Lung metastases and local recurrences were more common in rectal cancer than in colon cancer, and TME is performed for rectal cancer as a common operative method to reduce local recurrence [14–16]. Furthermore, although therapeutic strategies for colon cancer are standardized worldwide, those for rectal cancer vary from nCRT and LLND to post-CRT watch and wait. Among these treatments, the indications for nCRT are notably different between classification systems, whereas the NCCN and AJCC guidelines recommend this procedure for advanced rectal cancer located ≤ 12 cm of the anal verge; the ESMO guidelines recommend it for advanced rectal cancer ≤ 10 cm of the anal verge; whereas the JCCR guidelines only make a weak recommendation in cancers that are T3 or deeper, or are cN + with a high risk of local recurrence. Additionally, the localization of the lesion for this recommendation is not specified [3–6].
This study compared the recurrence types of rectal cancer diagnosis according to various diagnostic criteria.
Approximately 26.6% of the tumors diagnosed as Rs are located between 6 and 10 cm of the anal verge. They likely include more mid and lower rectal cancers that should be indications for nCRT, rather than tumors classified according to other guidelines. However, according to our current findings, the local recurrence rates of Rs cancers (i.e., tumors located more orally than 12 cm from the anal verge) and rectal cancers considered “high rectum” cancers (i.e., those located more orally than 10 cm from the anal verge) after surgical monotherapy were 5.7%, 8.3% and 5.7%, respectively. These results were similar to the results of colon cancer. There was no significant difference in the recurrence types between Rs and colon cancers. In light of its characteristic recurrence types (i.e., local recurrence and lung metastasis), rectal cancer can be treated similarly to high rectal and colon cancers as presented by other guidelines. This suggests that the Japanese convention is as reliable as its western counterparts.

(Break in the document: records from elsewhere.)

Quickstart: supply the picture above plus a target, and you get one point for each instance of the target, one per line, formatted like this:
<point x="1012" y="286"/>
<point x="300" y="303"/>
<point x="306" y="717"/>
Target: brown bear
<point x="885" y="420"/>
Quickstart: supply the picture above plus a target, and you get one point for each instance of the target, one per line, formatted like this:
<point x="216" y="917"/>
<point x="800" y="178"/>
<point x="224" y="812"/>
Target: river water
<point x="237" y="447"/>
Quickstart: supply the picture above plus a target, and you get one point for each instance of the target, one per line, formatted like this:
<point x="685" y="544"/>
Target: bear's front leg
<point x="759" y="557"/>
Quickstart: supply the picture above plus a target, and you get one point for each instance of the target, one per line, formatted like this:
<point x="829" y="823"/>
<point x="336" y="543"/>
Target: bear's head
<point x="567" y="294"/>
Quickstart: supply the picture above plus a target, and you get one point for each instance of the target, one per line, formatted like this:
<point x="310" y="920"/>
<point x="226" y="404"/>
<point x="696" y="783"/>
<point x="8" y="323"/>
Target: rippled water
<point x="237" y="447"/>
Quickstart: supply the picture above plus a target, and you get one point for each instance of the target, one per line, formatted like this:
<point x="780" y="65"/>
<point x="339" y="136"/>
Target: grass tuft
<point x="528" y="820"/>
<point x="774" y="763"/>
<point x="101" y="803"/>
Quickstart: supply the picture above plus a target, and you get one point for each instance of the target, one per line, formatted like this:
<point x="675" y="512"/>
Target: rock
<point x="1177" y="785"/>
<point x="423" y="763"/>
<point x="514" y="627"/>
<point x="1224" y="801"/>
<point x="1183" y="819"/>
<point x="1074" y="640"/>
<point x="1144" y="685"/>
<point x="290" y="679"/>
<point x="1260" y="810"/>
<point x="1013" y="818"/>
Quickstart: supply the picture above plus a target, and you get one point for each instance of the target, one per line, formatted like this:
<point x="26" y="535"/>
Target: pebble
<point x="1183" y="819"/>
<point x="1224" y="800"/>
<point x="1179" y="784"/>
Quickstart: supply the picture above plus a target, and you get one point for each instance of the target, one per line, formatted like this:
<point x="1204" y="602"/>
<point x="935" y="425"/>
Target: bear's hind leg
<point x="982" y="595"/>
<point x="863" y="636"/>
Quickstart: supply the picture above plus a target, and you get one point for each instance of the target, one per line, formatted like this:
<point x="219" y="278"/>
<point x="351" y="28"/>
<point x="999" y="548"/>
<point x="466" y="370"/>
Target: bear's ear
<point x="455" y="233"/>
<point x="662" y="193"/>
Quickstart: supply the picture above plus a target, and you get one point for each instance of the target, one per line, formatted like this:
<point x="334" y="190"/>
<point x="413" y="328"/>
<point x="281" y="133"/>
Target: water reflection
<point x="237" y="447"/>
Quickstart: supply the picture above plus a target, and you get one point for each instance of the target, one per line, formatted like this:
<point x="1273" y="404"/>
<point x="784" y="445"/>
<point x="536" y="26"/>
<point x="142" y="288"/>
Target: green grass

The local recurrence rates of rectal cancers (of which 97.5% are tumors located ≤ 10 cm of the anal verge) and tumors located ≤ 12 cm and ≤ 10 cm of the anal verge after surgical monotherapy were 17.2%, 8.3%, and 13.2%, respectively. These results were significantly higher compared to colon cancer (p = 0.0002, p = 0.0467, p = 0.0010). However, the local recurrence rate of rectal cancers dropped to 5.5% when CRT was added. This value is equivalent to the recurrence rate of colon cancer. Unlike other guidelines, the JCCRC criteria classify rectal cancers according to the location between the tumor and the sacrum and the peritoneal reflection [3]. A large proportion of Rb rectal cancers are defined as tumors located below the peritoneal reflection. Measurements performed in this study according to these guidelines showed that 84.6% of Rb cancers were located within 0 to 5 cm. However, Najarian et al. reported that the mean distance between the anal verge and the peritoneal reflection was 9.7 cm in men and 9.0 cm in women [17]. Although differences in the relationships between peritoneal reflection locations and RaRb cancers are possible, the findings of our investigation on recurrence types generally seemed to suggest that RaRb cancers had higher local recurrence rates according to the JCCRC guidelines compared to other guidelines. Additionally, the study found that this diagnosis should be considered valid for caution in rectal cancer. In terms of therapeutic modalities, the findings of this study showed that in Western countries, nCRT is administered for the majority of tumors below the peritoneal reflection, whereas in Japan, LLND is only performed for tumors diagnosed with Rb. This suggests that tumors diagnosed as Ra may include tumors for which LLND should be performed, assuming that CRT and LLND are treatments for local control.
In conclusion, on the basis of recurrence types, rectal cancers diagnosed as Rs according to the JCCRC guidelines can be treated as colon cancer in terms of therapeutic strategies, similar to other guidelines. Rectal cancers diagnosed as Ra and Rb generally correspond to rectal cancer as defined by the NCCN and AJCC guideline, and to mid rectum and lower rectal cancer, as defined by the ESMO guidelines. However, the retrospective, single-center design is a limitation of this study and warrants further research of patients in a multi-center study for more detailed investigations.